Des gens! Des biscuits! Et un whisky mémorable
Le troisième jour, on entend des voix sur la plage. En allemand !
Un couple avec enfant, navigateurs au long cours, venait d’accoster.
Ils nous ont invités à bord – il y avait des bouchées. Et encore des bouchées. Et même des biscuits. J’avais envie de les serrer dans mes bras.
Le quatrième jour, un jeune Australien a installé sa tente à côté de la nôtre – amateur de whisky, manifestement.
Le soir, on a partagé un verre.
Ce qu’on s’est raconté ? Ce qui se passe sur l’île reste sur l’île.
Mais il nous a donné un conseil précieux :
„Une fois par semaine, le bar de l’hôtel est ouvert aux campeurs.“
Ce détail nous a sauvés – ou presque
On a enfin pu étancher notre soif au bar extérieur de l’hôtel.
De l’eau. Et du Coca.
Le whisky de la veille était digéré, la gueule de bois aussi.
On était rafraîchis, remis sur pied – et pleins d’entrain.
La peur de finir desséchés dans le bush s’était envolée.
Alors, remplis de boissons et de bonne humeur, on est repartis vers la tente.
Sauf que… le chemin avait changé.
De chaque côté : des dizaines de serpents bruns – Eastern Brown Snakes –, allongés dans les derniers rayons du soleil.
L’Australie a sa façon bien à elle de dire au revoir.
Je n’ai pas lâché l’ourlet de la chemise de Reinhold du trajet.
Mais on est arrivés sains et saufs.
Reinhold, imperturbable : „Au moins, ils avaient l’air rassasiés.“
Et franchement – sans un peu de drame, ce ne serait pas vraiment Lizard Island.

Ici, on s’est brièvement demandé si le camping était si pénible.

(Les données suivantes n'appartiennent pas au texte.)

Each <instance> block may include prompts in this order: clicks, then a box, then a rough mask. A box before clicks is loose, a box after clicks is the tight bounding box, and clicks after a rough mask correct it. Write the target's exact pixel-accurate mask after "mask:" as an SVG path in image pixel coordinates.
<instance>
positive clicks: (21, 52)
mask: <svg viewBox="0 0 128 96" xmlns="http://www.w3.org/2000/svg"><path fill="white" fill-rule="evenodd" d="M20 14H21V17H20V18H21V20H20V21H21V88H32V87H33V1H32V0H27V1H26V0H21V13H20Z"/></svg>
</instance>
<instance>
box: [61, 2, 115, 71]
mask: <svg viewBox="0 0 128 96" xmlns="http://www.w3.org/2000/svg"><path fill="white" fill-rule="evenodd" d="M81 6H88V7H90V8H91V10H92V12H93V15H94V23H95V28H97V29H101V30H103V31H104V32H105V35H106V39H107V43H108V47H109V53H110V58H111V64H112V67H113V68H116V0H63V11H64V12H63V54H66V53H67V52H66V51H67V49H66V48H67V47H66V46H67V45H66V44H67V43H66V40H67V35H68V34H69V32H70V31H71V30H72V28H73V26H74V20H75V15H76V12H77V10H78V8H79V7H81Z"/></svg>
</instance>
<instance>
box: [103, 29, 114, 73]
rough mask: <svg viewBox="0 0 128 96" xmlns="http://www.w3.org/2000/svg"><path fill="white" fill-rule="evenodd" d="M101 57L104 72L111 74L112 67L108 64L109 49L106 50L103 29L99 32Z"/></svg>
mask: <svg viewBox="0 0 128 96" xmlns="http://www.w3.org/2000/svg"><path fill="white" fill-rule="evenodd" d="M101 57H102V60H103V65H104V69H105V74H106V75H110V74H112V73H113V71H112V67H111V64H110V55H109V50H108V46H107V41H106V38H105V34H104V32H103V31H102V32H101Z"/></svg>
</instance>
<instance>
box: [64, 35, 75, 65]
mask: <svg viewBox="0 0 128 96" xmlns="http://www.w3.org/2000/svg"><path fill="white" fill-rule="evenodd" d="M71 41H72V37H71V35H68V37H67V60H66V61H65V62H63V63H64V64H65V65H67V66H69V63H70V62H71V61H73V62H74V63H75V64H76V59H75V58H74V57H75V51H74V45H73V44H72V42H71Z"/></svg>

Cinq jours – longs… et inoubliables
Au cinquième jour, tout était épuisé : provisions, patience, énergie.
On a laissé tout notre équipement de camping aux nouveaux arrivants – on apprend à lâcher prise, petit à petit.
On est repartis à Cairns, les sacs bien plus légers – et les souvenirs bien plus lourds.
Aucune trace derrière nous.
Sauf peut-être cette certitude:
Les aventures, ça ne se planifie pas. Ça se traverse.
Et même si c’était bancal, improvisé, et complètement irrationnel:
C’était exactement ce qu’il fallait.
Pour ceux qui voudraient quand même tenter l’aventure:
- 🏕 Camping uniquement autorisé à Watsons Bay (avec permis)
- 🚿 Eau à pompe manuelle (250 m) ou au bar de l’hôtel (s’il est ouvert)
- 🦎 Les lézards = gros, curieux, mais inoffensifs
- 🔥 Cuisine uniquement au réchaud – feu ouvert interdit
- 🧼 Pas de douches, pas de poubelles – il faut tout apporter… et tout ramener
- 📵 Aucune couverture réseau – pour le meilleur
Conclusion :
Lizard Island – ce n’était pas un voyage de luxe, mais une vraie aventure.
Imprévue, inconfortable, inoubliable.
Qui a besoin de Louis Vuitton quand on peut partager des biscuits avec des navigateurs au long cours ?

Dernière soirée. Plus rien en stock – sauf les souvenirs.